But not everyone was flattered.
"Satan probably inspired him to do this, too," Liz Cheney, the former vice president's daughter and a Republican congresswoman from Wyoming, wrote in a tweet sharing a July 2008 story that says Bale was accused of assaulting his mother and sister. Bale, though, was not charged. Police said less than a month later that they found insufficient evidence to prosecute the actor.
Larry Elder, a conservative radio host and political commentator, also seemed aghast.
"Gee, some people in America consider Cheney a bright, principled, conservative public servant and loving husband and father," Elder tweeted.
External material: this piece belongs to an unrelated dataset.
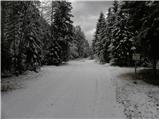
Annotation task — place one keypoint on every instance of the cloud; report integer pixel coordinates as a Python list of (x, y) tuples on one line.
[(86, 14)]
Others took the comment in jest.
"BREAKING: Attorneys for Satan have filed for defamation lawsuit against actor Christian Bale," tweeted Col. Morris Davis, who led military prosecutions at Guantanamo Bay from 2005 to 2007.
Critics lauded Bale for his performance. The Washington Post's Ann Hornaday wrote that Bale inhabited Cheney "down to his distinctive, sideways grimace and wheezily stentorian inhalations."
"It's always deliciously entertaining to watch a great actor plunge into a role with this much brio and lack of vanity," Hornaday wrote, though the praises ended there, as she called the entire movie an "absurd mess."
The New York Times' A.O. Scott wrote:
"Bale, thickening and greying before our eyes, burrows into the personality of a shrewd operator endowed with whatever the opposite of charisma might be. His Cheney lacks any trace of charm, humour or warmth, except sometimes in the company of his family."